In contemporary society, the questioning and scrutiny of gender identities, performativity, sexuality and preconceived notions of gender roles is continually gaining greater cultural prevalence. Drag culture becomes ever more mainstream. Androgyny is celebrated by the fashion industry and championed by some of the most influential celebrities (and by influential I mean white, male and palatable - Prince and Bowie walked so Harry Styles could run.) Not negating the historical fight of figures such as Marsha P. Johnson who created the pride movement and is truly a champion of the LGBTQIA+ community, queer identity has been allowed into the conversation to an unprecedented extent. This is a result of the increased cultural weight given to the act of questioning. Isolation during the lockdowns has seen the removal of the need to perform gender roles without a societal audience to witness them, leading to many becoming self reflective. People have been able to accept aspects of their selves which previously went unnoticed under the cacophony of the everyday. They have been able to question what they once took to be certain.

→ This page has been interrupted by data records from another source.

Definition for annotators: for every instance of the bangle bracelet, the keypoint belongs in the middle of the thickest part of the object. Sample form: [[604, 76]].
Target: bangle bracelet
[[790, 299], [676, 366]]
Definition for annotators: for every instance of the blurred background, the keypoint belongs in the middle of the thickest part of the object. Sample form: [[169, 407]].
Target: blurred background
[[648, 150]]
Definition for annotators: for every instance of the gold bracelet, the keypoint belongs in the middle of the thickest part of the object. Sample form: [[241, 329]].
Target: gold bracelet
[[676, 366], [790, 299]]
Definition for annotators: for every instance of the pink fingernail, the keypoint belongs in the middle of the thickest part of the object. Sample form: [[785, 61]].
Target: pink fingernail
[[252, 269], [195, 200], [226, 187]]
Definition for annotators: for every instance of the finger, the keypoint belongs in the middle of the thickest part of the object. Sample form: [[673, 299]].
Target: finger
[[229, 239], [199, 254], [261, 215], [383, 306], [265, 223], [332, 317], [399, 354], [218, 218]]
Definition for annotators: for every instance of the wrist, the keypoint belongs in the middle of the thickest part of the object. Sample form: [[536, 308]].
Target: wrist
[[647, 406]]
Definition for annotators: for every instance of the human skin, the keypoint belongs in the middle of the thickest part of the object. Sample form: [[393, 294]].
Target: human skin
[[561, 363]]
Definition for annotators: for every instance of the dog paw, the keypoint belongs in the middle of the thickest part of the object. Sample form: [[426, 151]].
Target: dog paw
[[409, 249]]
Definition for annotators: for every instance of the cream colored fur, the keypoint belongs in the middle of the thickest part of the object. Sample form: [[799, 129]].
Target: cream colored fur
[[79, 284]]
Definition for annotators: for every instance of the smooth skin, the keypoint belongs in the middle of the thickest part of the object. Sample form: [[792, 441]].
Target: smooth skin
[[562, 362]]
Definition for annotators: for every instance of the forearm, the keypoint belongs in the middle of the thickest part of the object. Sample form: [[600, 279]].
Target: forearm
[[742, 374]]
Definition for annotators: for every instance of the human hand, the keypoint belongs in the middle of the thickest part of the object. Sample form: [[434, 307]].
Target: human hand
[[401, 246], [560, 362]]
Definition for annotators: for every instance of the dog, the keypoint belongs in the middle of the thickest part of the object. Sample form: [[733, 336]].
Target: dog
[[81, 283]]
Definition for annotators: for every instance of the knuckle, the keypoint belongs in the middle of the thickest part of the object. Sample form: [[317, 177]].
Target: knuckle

A generation is emerging that implicitly knows the difference between sex and gender and the seperation of sexuality from the two. A generation that respects pronouns without question. A generation that is willing to fight for the minorities less privileged than the positions that they themselves occupy. A generation that will be far less likely to force their children into conventional gender roles from birth, a generation that will let their boys wear dresses, their girls play with cars and foster an understanding and acceptance for all those in between or neither. A generation that will dismantle the binary. This generation is born out of questioning. This questioning generation is very different from the straight girls who used to break my heart when I was sixteen. The ‘Q’ has become the most important letter in LQBTQIA+; it is what allows the community to become all-encompassing and truly inclusive, defying definition and subjugation through negation. ‘Q’ resists letting queer be quantified as ‘not-straight.’ It calls for a dismantling of preconceived and antiquated notions of sexuality and gender. It relinquishes the hold of the polarizing gender binary. The ability to understand the fluidity of one’s both sexual and gender identity allows empathy and acceptance in relation to others whose gender and sexual identities have historically been stigmatized due to lack of understanding and fear. The sexual politics of contemporary society mean we should all be questioning. The act of questioning honours the queer legacy of the past while allowing it to adapt and evolve for today’s society.
The act of questioning is revolutionary.